Research: Increase Disire To Exercise With Gut Bacteria


Some of us love the gym and or movement and others dread the thought of it. Recent research is showing that, like most areas of brain activity, the part of the brain linked to motivation towards movement may be triggered by a specific species of Gut Microbes and may mean big things for the current obesity epidemic. 

A  study conducted by the Perelman School of Medicine at the University of Pennsylvania studied the running preformance of mice over the span of one year. The bacteria of the mice were also notated. 

They recorded the genome sequences, gut bacterial species, bloodstream metabolites, and other data as well as the daily voluentary wheel running observed.

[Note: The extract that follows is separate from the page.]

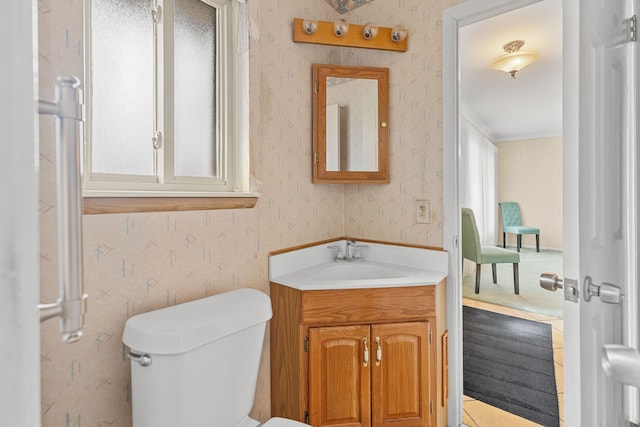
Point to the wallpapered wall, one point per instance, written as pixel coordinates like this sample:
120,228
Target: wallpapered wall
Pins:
134,263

The data was analyzed using machine learning, seeking attributes of the mice that could best explain the animals’ “sizeable inter-individual differences in running performance.” Suprizingly, genetics seemed to account for only a small portion of these performance differences—whereas differences in gut bacterial populations appeared to be substantially more important. In fact, researchers observed that giving mice broad-spectrum antibiotics to get rid of their gut bacteria reduced the mice’s running performance by about half.

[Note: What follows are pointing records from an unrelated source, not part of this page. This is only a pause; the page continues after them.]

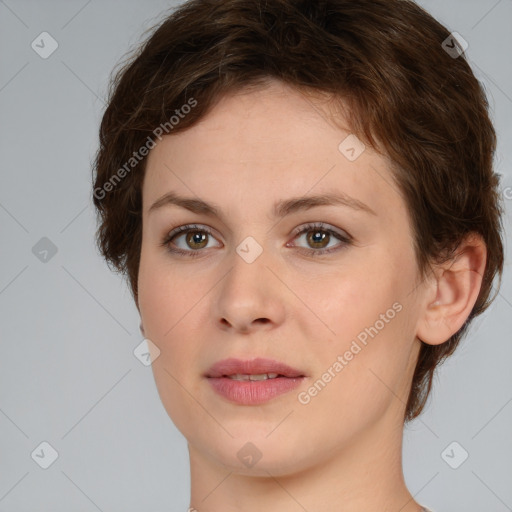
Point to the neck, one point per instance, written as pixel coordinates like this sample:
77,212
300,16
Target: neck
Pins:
366,475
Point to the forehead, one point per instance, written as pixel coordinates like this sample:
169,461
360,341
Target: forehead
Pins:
260,146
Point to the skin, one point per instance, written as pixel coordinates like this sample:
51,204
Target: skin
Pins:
342,450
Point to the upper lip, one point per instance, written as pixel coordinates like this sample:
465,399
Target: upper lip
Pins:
256,366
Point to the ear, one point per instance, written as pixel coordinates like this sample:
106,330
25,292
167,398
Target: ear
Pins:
452,291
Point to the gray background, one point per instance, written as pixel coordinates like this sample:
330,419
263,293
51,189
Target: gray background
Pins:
69,327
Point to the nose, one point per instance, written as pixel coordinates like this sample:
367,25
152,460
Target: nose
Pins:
250,297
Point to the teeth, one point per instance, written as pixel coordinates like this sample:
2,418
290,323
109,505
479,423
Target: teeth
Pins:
260,376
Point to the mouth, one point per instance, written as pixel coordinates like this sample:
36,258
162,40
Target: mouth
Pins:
253,382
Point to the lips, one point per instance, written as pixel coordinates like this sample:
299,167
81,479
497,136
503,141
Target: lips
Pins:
259,366
252,382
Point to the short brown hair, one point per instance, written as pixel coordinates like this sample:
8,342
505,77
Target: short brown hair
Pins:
406,96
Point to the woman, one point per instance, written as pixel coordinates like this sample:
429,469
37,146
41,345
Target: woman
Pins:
302,197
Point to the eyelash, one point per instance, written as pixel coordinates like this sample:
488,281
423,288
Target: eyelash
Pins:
345,239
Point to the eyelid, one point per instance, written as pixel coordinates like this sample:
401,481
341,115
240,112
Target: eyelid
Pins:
343,237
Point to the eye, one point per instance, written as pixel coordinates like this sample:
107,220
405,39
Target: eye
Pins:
194,237
318,236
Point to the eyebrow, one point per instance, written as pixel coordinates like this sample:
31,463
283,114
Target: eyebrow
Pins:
280,209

“The study involved  more than a dozen separate laboratories at Penn and elsewhere, the researchers found that two bacterial species closely tied to better performance, Eubacterium rectale and Coprococcus eutactus, produce metabolites known as fatty acid amides (FAAs). The latter stimulate receptors called CB1 endocannabinoid receptors on gut-embedded sensory nerves, which connect to the brain via the spine. The stimulation of these CB1 receptor-studded nerves causes an increase in levels of the neurotransmitter dopamine during exercise, in a brain region called the ventral striatum.

The striatum is a critical node in the brain’s reward and motivation network. The researchers concluded that the extra dopamine in this region during exercise boosts performance by reinforcing the desire to exercise.”